Interview mit Bettina Schall
„Wir müssen uns nicht schärfer abgrenzen“
Ein Wechsel auf einen Zwei-Jahres-Rhythmus für die Motek kommt für sie nicht in Frage. Bettina Schall, Geschäftsführerin des Messeveranstalters P.E. Schall, erklärt SCOPE-Chefredakteur Hajo Stotz, worin die Stärken der „Welt-Leitveranstaltung für Produktions- und Montageautomatisierung“ liegen.

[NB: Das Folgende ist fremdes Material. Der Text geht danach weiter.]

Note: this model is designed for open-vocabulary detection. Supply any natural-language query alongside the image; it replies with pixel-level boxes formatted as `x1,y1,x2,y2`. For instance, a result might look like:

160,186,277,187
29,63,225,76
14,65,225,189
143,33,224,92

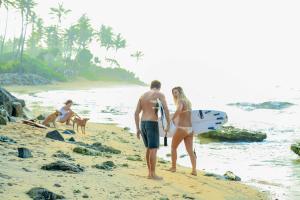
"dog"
42,110,61,128
73,116,89,134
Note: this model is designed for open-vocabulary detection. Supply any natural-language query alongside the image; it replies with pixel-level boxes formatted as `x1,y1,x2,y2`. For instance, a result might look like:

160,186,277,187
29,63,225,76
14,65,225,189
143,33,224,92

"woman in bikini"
58,100,76,125
170,87,197,176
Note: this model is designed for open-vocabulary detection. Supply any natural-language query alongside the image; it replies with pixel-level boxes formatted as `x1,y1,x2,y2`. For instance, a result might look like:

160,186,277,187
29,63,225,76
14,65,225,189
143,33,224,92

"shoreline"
0,123,268,200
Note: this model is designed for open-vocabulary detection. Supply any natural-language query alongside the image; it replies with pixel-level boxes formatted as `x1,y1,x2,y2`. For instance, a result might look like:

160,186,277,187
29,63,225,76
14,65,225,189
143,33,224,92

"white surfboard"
159,106,228,137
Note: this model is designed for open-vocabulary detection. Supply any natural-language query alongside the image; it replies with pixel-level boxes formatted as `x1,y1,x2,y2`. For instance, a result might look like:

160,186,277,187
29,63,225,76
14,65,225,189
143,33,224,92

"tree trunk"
0,8,8,56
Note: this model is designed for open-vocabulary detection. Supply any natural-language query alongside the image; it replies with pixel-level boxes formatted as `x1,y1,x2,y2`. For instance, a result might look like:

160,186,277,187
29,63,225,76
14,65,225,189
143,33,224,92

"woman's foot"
168,167,176,172
191,170,197,176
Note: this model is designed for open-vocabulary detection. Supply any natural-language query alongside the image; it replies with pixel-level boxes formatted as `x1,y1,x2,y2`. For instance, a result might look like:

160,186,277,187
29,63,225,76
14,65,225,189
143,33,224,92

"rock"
94,161,117,171
18,147,32,158
42,161,84,173
0,135,17,144
201,126,267,142
36,114,46,121
0,87,26,117
224,171,241,181
12,102,23,117
46,130,65,142
90,142,121,154
291,142,300,156
127,155,143,161
63,129,75,135
53,151,74,161
27,187,65,200
0,116,8,125
68,137,76,142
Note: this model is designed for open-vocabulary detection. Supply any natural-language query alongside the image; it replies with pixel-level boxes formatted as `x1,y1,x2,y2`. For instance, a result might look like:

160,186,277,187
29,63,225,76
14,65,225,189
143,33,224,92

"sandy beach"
0,119,267,200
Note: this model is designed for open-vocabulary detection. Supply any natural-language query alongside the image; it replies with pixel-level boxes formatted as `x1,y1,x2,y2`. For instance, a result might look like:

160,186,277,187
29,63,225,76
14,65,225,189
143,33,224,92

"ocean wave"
227,101,295,111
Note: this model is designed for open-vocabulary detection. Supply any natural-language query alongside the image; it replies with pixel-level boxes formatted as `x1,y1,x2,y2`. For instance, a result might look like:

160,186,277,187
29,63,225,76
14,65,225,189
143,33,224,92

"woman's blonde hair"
172,87,192,110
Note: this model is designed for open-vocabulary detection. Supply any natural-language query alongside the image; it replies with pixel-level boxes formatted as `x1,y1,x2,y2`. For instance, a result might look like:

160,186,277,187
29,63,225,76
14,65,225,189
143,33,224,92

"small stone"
46,130,65,142
27,187,65,200
18,147,32,158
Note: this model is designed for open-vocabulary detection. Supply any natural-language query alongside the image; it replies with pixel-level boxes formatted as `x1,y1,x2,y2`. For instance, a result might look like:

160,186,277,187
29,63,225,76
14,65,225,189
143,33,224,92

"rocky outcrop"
291,142,300,156
0,87,27,119
201,126,267,142
0,73,51,85
27,187,65,200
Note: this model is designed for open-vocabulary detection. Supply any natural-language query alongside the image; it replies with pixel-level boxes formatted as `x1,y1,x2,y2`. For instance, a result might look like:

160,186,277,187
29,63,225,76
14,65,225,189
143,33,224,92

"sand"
0,123,267,200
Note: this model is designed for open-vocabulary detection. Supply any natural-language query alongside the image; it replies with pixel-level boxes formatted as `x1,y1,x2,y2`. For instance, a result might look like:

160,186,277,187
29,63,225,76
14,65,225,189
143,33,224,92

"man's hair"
150,80,161,90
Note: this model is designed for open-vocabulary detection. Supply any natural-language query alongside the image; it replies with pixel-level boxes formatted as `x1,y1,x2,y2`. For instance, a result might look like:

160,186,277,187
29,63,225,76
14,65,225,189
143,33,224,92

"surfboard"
159,105,228,137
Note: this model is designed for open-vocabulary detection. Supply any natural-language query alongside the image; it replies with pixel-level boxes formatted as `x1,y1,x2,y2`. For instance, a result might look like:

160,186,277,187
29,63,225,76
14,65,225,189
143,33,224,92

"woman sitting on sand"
170,87,197,176
58,100,76,125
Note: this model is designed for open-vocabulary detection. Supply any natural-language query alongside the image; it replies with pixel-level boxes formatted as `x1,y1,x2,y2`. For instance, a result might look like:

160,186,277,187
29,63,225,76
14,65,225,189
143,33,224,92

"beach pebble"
18,147,32,158
27,187,65,200
42,161,84,173
46,130,65,142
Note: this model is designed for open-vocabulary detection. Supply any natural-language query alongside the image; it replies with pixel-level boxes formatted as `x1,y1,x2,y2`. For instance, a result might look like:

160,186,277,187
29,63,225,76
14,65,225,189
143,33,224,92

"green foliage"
0,54,65,81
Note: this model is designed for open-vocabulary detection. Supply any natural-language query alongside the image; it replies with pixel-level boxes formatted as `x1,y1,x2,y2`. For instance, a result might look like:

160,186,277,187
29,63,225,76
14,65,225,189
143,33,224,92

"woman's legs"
170,128,187,172
59,111,74,125
184,134,197,176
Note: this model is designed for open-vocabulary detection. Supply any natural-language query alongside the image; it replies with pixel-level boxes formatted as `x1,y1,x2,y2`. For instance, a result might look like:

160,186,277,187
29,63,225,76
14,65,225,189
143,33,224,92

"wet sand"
0,123,268,200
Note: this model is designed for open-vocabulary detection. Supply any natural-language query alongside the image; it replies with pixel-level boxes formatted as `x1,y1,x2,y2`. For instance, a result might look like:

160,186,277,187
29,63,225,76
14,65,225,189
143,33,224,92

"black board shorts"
141,121,159,149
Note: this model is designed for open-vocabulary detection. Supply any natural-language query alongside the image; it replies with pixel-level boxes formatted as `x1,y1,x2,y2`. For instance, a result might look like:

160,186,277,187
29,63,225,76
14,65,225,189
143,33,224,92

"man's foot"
168,167,176,172
191,170,197,176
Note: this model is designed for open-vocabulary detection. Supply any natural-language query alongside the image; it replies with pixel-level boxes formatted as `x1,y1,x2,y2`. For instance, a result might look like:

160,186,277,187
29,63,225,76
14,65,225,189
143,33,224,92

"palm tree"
113,33,126,51
0,0,15,56
97,25,114,51
49,3,71,27
130,51,144,62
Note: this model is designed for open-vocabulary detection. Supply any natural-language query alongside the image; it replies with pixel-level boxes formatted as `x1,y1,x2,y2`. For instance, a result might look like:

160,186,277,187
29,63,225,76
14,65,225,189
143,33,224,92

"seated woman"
58,100,76,125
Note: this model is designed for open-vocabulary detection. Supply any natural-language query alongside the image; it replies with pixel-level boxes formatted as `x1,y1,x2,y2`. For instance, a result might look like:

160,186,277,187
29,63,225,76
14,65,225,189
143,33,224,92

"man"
135,81,170,180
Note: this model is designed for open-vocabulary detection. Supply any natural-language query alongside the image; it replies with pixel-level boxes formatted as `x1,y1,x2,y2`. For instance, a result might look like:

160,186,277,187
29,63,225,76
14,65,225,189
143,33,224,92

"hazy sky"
1,0,300,89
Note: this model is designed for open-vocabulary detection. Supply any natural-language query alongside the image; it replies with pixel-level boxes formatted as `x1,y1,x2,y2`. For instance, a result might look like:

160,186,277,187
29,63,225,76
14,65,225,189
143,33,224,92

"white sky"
0,0,300,87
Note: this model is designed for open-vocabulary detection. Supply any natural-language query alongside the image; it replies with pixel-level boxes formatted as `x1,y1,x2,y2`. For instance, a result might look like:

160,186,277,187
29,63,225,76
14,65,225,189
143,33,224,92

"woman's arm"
172,101,183,122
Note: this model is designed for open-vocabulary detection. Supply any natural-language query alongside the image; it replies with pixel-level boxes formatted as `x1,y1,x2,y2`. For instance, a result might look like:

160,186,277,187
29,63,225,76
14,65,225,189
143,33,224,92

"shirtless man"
135,81,170,180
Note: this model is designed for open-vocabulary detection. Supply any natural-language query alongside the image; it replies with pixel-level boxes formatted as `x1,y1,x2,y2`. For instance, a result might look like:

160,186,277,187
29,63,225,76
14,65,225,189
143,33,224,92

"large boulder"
291,142,300,156
201,126,267,142
0,87,26,117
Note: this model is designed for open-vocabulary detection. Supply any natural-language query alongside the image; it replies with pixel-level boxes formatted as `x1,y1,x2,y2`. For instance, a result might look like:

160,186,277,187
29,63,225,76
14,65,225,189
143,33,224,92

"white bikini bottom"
177,126,193,134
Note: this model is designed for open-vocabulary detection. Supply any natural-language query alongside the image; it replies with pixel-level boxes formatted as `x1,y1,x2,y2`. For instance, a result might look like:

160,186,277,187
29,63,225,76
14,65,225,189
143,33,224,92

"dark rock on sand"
224,171,242,181
46,130,65,142
27,187,65,200
68,137,76,142
291,142,300,156
53,151,74,161
63,129,75,135
94,161,117,171
0,135,17,144
42,161,84,173
201,126,267,142
127,155,143,161
0,87,26,117
18,147,32,158
36,114,46,120
204,171,241,181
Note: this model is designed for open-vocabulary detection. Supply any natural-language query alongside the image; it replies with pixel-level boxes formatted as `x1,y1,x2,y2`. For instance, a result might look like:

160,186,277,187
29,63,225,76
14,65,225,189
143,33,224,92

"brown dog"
73,117,89,134
42,110,61,128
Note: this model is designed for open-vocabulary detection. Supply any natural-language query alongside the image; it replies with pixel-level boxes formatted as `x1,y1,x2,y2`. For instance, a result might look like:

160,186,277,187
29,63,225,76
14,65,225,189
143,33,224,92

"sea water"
16,86,300,200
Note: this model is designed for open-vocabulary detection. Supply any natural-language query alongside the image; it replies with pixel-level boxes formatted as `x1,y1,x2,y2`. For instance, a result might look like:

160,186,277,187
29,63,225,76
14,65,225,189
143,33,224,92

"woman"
58,100,76,125
170,87,197,176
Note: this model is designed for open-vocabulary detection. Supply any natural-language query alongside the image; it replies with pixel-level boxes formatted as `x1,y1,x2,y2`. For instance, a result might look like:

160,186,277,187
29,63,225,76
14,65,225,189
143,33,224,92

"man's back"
140,90,163,121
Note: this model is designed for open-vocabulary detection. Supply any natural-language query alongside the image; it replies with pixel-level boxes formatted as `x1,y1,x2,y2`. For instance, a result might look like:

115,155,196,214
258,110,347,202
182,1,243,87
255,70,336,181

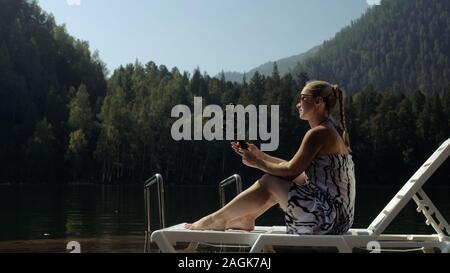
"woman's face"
297,89,317,120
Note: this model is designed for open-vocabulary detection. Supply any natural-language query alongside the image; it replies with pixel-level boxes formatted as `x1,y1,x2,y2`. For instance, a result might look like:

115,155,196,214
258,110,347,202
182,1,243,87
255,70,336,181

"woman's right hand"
231,142,266,160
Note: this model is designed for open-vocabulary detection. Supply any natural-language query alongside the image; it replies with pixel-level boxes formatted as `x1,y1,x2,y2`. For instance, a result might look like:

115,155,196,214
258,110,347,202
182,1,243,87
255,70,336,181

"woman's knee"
256,174,275,191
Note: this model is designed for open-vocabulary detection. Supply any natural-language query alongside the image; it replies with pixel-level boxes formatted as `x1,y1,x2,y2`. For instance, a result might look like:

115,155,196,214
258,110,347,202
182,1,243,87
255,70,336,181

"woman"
186,81,355,234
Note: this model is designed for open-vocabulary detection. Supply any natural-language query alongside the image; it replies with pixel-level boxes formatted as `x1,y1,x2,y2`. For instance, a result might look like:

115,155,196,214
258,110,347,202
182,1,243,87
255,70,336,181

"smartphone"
238,140,248,150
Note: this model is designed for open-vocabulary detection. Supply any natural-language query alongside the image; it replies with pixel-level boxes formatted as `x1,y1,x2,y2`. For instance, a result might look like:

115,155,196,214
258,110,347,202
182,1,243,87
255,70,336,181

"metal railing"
144,173,166,253
219,174,242,208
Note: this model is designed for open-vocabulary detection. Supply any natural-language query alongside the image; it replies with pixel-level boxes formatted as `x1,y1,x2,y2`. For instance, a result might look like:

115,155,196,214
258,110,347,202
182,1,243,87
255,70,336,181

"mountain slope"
296,0,450,93
224,46,320,83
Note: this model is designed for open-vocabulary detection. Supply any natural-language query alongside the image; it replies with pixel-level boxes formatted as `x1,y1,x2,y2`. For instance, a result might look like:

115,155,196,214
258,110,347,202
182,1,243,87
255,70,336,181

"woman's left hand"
239,149,258,168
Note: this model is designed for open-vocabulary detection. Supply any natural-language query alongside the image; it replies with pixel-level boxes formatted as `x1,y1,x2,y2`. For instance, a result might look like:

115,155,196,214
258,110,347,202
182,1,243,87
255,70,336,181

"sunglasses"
300,94,318,101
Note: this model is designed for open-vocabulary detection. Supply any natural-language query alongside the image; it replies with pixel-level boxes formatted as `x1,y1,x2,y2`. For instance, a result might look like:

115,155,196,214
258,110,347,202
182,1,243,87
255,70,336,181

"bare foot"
226,217,255,231
184,215,226,231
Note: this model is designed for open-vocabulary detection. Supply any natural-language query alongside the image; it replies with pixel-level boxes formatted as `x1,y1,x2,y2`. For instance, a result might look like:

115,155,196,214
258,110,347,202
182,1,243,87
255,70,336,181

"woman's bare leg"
186,174,292,230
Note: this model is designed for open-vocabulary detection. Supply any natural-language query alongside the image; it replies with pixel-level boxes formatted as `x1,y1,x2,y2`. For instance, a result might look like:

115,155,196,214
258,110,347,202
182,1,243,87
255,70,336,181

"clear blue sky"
38,0,377,76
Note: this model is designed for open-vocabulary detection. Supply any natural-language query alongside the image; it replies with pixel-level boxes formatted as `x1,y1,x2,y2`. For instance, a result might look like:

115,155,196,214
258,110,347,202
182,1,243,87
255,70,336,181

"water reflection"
0,185,450,241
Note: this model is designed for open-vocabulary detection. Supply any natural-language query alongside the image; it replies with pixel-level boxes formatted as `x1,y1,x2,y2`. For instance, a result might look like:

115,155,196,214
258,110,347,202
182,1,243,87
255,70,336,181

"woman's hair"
305,81,350,148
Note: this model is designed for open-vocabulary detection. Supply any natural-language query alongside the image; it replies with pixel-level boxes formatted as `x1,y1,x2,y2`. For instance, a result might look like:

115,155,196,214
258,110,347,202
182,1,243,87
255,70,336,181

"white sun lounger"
151,138,450,253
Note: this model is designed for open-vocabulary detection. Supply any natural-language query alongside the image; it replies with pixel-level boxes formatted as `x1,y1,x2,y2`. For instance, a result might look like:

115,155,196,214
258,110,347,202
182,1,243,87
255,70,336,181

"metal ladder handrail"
144,173,166,253
219,174,242,208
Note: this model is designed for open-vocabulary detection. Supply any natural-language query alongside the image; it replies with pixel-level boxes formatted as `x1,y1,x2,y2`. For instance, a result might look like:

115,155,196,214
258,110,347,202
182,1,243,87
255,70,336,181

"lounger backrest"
368,138,450,235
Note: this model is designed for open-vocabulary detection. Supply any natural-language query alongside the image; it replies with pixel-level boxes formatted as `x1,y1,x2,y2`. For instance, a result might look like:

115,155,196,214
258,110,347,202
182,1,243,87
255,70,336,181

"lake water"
0,182,450,252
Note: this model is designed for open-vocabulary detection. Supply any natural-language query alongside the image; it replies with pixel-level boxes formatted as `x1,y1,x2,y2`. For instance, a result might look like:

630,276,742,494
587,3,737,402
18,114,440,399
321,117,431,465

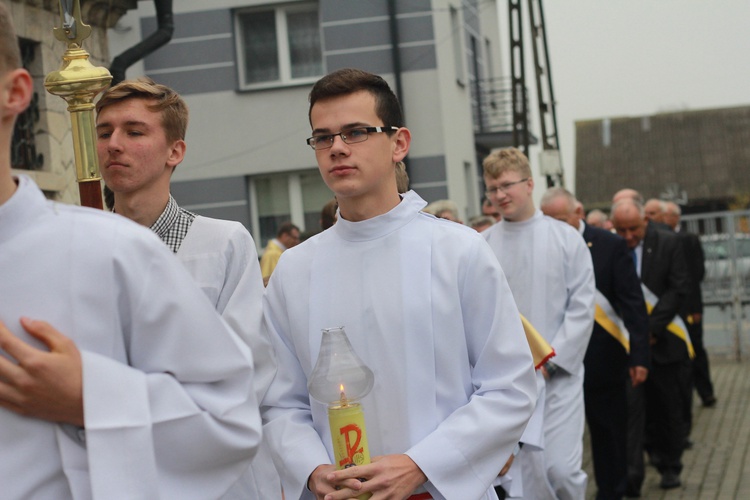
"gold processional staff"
44,0,112,209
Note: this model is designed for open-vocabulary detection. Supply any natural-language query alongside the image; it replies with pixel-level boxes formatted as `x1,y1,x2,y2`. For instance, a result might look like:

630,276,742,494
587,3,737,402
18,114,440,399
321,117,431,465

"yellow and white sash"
520,314,555,370
641,283,695,359
594,289,630,353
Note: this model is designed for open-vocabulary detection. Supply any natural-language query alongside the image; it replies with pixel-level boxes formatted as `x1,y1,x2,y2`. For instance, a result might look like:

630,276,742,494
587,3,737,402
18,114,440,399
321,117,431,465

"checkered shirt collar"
151,195,195,253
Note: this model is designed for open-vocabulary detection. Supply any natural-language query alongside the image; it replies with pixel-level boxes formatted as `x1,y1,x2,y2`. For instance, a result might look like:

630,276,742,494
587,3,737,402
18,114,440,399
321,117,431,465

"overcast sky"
536,0,750,189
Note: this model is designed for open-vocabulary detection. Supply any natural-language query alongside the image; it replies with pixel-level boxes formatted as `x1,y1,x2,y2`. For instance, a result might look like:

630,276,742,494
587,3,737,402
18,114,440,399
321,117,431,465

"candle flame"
339,384,347,406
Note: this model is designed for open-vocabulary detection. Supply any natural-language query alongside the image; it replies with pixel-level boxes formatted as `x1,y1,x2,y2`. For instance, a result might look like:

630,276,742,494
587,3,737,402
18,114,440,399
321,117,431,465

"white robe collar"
0,175,47,243
333,191,427,241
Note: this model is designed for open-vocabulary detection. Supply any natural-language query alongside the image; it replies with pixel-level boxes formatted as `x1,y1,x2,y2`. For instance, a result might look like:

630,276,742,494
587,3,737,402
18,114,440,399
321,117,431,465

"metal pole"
44,0,112,209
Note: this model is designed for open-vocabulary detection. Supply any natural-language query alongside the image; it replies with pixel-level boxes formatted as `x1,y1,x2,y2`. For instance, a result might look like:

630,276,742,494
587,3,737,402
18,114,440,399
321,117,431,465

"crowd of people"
0,4,716,500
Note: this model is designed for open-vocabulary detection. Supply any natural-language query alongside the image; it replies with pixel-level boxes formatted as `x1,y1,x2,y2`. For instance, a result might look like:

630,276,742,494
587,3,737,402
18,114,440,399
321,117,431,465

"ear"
393,127,411,163
167,139,187,170
0,68,34,119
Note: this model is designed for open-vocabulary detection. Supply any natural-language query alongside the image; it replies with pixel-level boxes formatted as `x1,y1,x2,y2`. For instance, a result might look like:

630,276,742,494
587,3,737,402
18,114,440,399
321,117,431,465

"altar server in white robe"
261,69,536,500
0,8,261,500
482,148,596,500
96,79,281,500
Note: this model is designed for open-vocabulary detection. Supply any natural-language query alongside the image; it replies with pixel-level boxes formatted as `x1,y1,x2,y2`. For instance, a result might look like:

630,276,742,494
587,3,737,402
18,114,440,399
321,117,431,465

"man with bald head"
612,188,643,204
664,201,682,232
611,198,692,494
541,188,650,500
664,201,716,406
643,198,666,224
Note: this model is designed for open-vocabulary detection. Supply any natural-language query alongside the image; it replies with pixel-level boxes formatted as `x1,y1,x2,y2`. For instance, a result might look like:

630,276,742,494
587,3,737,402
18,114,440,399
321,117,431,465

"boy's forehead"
97,98,161,122
310,90,379,129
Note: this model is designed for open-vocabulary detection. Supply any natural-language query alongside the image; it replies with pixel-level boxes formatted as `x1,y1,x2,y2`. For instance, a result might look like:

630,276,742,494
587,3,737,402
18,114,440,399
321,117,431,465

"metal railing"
471,78,513,134
681,210,750,359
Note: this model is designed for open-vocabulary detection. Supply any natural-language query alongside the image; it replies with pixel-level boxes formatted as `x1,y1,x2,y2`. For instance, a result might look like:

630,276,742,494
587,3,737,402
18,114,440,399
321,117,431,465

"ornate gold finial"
52,0,91,47
44,0,112,208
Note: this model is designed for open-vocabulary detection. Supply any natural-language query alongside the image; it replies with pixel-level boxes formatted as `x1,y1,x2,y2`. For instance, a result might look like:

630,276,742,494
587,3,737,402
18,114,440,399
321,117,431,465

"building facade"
109,0,511,248
575,106,750,213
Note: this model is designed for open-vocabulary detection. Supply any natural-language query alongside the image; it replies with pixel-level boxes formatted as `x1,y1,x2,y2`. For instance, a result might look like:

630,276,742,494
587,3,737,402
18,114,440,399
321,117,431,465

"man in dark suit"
541,188,649,500
664,201,716,407
612,199,692,490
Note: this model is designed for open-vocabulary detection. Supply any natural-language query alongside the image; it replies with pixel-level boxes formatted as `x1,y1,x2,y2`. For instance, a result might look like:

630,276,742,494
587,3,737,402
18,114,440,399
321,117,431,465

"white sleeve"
261,266,331,499
82,236,261,499
552,227,596,373
406,241,537,498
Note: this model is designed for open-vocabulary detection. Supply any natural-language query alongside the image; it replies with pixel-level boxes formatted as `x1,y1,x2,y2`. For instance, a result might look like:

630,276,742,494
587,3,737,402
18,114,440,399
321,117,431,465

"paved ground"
584,358,750,500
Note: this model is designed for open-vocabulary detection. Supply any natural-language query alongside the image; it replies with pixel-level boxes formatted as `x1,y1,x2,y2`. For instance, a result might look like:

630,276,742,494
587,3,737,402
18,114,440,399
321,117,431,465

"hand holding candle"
307,327,374,499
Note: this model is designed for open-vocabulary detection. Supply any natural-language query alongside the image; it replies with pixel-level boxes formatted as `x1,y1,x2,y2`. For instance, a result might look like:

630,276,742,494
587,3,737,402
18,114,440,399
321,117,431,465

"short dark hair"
308,68,404,129
276,221,299,238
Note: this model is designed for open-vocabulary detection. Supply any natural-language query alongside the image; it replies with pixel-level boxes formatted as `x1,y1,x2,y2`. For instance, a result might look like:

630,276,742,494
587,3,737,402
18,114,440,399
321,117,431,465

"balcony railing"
471,78,528,134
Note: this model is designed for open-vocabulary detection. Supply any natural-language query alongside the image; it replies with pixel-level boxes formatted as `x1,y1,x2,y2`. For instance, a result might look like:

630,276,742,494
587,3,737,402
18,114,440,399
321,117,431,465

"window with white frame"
235,2,324,89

SCOPE: Dieses Jahr finden mit der Motek im Herbst und der Automatica im Frühjahr wieder zwei Automatisierungsmessen statt. Inzwischen wünschen sich immer mehr Firmen den jährlichen Wechsel von Motek und Automatica. Denken Sie über eine entsprechende Konstellation nach oder ist das kein Thema?
Bettina Schall: Diese Frage stellt sich für uns gar nicht, weil wir jedes Jahr über 1.000 Aussteller, nämlich mehr als 900 zur Motek und mehr als 100 zur Bondexpo, begrüßen dürfen. Diese sehen ganz offensichtlich die Notwendigkeit zur jährlichen Teilnahme an der Welt-Leitveranstaltung für Produktions- und Montageautomatisierung sowie Klebe- und Verbindungstechnik. Im Übrigen spricht auch die hohe und weiter zunehmende Innovationsfähigkeit der Branchen- Vertreter deutlich dafür, den Kunden mit einem schnellen Time-to-Market die Vorteile neuer Technologien und Verbesserungen schnellstmöglich zugänglich zu machen.
SCOPE: Einige große Branchenplayer wie Schunk oder Festo haben sich von der Motek verabschiedet. Wenn Sie an dem jährlichen Rhythmus festhalten, müssen sich da die beiden Messen nicht schärfer voneinander absetzen? Wie kann das auf Seiten der Motek aussehen?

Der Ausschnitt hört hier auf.